With a self-conscious shrug she stood, pulled her sweater over her head and wriggled out of her jeans. All she was wearing underneath was a thin white camisole and her underwear. She stood there on the carpet in the middle of the room, blushing slightly, like a virgin on her wedding night not certain what to do. Nick tried not to stare.
‘I just want you to hold me.’
Nick nodded. He was too tired to feel awkward. He stripped down to his boxer shorts and clambered into the bed after Emily. He lay down beside her, cupping his knees inside hers, pressing his chest against her shoulder blades. She shivered; he pulled back, but she reached round and pulled his arm firmly around her waist.
‘It’s nice. It’s just it’s been a long time.’ She sighed. ‘Not that. Just… warmth.’

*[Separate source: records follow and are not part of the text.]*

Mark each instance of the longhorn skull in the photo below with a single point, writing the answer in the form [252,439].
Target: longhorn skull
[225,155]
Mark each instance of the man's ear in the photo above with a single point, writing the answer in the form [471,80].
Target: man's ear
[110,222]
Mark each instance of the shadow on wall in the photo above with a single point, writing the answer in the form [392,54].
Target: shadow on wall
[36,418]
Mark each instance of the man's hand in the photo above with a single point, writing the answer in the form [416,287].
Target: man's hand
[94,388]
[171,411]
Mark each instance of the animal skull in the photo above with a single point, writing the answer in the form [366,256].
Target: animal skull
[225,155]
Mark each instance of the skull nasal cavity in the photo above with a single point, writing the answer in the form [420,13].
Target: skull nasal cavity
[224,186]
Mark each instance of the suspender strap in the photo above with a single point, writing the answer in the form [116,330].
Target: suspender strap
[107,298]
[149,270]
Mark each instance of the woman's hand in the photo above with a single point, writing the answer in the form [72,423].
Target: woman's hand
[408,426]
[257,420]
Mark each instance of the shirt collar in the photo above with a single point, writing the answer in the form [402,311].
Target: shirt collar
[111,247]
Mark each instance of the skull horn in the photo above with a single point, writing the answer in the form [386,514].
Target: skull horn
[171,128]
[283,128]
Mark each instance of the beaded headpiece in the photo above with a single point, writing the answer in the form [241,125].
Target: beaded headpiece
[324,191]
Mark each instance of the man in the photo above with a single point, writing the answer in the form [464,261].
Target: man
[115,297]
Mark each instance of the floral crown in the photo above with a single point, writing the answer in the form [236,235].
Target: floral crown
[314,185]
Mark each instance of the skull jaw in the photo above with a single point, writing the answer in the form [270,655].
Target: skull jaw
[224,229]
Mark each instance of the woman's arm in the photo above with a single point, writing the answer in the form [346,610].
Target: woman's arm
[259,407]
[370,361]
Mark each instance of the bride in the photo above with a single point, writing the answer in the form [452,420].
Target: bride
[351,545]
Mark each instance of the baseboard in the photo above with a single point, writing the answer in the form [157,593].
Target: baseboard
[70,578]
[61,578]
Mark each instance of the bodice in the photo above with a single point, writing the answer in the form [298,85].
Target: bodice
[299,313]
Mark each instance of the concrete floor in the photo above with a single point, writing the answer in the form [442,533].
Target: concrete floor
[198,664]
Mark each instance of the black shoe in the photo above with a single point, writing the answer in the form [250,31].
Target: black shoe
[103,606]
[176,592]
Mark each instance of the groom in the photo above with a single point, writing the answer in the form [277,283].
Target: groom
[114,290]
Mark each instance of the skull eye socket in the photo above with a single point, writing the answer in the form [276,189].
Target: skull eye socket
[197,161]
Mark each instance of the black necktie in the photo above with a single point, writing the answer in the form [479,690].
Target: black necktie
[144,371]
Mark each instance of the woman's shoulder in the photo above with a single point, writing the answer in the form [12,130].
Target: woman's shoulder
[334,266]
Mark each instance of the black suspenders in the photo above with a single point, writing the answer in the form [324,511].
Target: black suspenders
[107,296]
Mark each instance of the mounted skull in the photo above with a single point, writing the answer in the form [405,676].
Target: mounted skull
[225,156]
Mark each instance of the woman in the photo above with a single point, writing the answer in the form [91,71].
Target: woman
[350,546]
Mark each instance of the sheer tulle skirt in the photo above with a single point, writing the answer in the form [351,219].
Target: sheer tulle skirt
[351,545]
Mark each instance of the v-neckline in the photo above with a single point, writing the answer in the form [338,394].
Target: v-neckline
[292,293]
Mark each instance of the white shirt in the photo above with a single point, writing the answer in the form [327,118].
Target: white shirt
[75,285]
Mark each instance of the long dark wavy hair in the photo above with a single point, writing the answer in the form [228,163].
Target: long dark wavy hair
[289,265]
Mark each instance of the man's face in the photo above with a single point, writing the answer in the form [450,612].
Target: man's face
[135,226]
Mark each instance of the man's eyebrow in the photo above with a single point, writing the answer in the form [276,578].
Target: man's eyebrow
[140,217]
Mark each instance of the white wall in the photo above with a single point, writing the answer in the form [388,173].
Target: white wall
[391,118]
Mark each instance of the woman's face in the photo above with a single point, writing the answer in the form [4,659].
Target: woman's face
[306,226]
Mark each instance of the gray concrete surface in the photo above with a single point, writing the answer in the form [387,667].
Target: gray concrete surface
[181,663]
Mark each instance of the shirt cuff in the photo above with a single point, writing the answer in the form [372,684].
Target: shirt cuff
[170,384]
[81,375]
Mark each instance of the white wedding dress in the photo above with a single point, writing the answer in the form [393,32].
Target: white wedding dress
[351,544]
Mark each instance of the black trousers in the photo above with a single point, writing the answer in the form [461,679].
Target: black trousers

‘I think I know what you mean.’
She nestled back into him. Nick laid his palm flat against her stomach, terrified of touching her where he should not, and at the same time longing to. He remembered lying like this with Gillian, the same confusion, so close and so aware of the distance. Always the distance.
He fell asleep.
LXIV
Mainz
When Fust had gone I wandered through the house. The day was fading; soon it would be too dark to work. For the moment, the labours that were the life and breath of the house continued. When I stepped outside into the yard I could smell the heavy perfume of boiling oil, sharpened by the tang of coal smoke. My father’s kitchen had become our type foundry, and the adjacent scouring house the room where we cooked up our inks. Inside the foundry I could see sparks where the fresh types were ground smooth on a wheel.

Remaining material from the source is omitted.